Pray or debate?
Born that way or not, law and church address changing gays
Andrew Comiskey sat praying with another man on a bench inside the lobby at the Sunrise Community Church in Fair Oaks. They both bowed heads and closed their eyes, and Comiskey placed his left hand on the other man’s chest and quietly spoke.
Around them, attendees at a Restoring Hope “pray away the gay” conference browsed tables of books, pamphlets and DVDs. This event was a gathering of Christian ministries devoted to helping others overcome “sexual and relational” problems. It was held Saturday, September 22, and the goal was to form a new ex-gay network.

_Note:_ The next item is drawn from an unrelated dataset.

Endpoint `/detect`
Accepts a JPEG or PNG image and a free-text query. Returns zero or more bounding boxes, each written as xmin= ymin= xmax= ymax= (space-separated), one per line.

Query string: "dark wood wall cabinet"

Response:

The reason for the gathering is because Exodus International, which was once the main group for “pray away the gay” ministries, has fallen from grace—in the eyes of some conservative Christians. Earlier this year, Exodus’ president Alan Chambers was quoted as saying he no longer believed gay people could become straight, although he and Exodus still promote a very conservative Christian view that gay people should refrain from acting on their sexual identity.
Meanwhile, Comiskey was elected to the board of the new Restoring Hope network of ministries. He’s also the founder and executive director of Desert Stream Ministries, one of the oldest—started in Southern California in 1980—of the ex-gay ministries.
So, there are now two national ex-gay ministry networks for Christians—and they disagree about whether it is even possible to “pray away the gay.”
Changing the sexual orientation of gay people has a long, complex and controversial history in California. It was only last year that Assembly Bill 2199 removed from the books a law—long unenforced—that required state-funded research for a cure for being gay.
And now, there are new political issues. At press time, Gov. Jerry Brown had yet to sign Senate Bill 1172, which would ban the use of “reparative therapy” for minors and require informed consent for such therapy for adults.
Gay-rights activists argue, however, that there’s little difference between a Christian ministry that seeks to help gay people become straight and reparative therapy that claims to do the same.
“Ex-gay ministries and reparative therapy are the same thing,” explained Wayne Besen, founder of a watchdog group called Truth Wins Out. He was also in Sacramento last weekend, where he spoke to a group of local gay-rights activists and allies.
“I would argue that the ex-gay ministries are providing unlicensed therapy,” Besen told SN&R. “They can protest this all they want, but all you need to do is listen to their speeches or read their books.”
He claims that ex-gay ministries promote reparative therapy, and that reparative therapists are, for the most part, conservative Christians who think of being gay as both pathological and sinful.
“In both cases, it simply doesn’t work and can and does harm people,” he argued.
He also noted that when his organization went to protest a meeting for the National Association for Research and Therapy of Homosexuality, “their response was to pray for us.
“You wouldn’t see that at the [American Psychological Association].”
Meanwhile, Comiskey, who is not in a hurry to either endorse or oppose S.B. 1172, called psychotherapy a “soft social science,” and added that “to slam that or to illegalize on the basis that there is no hard evidence would actually call into question many forms of interventions for different kinds of psychological disorders.”
Comiskey was very clear about the difference between freedom of conscience and being forced to change for any reason.
“In a free society, there should be freedom for a person to find a clinical advocate to pursue his or her ethical goals,” he said. “If there is coercion, if there is manipulation or if there is control—of course, it’s diabolical, regardless of your faith.”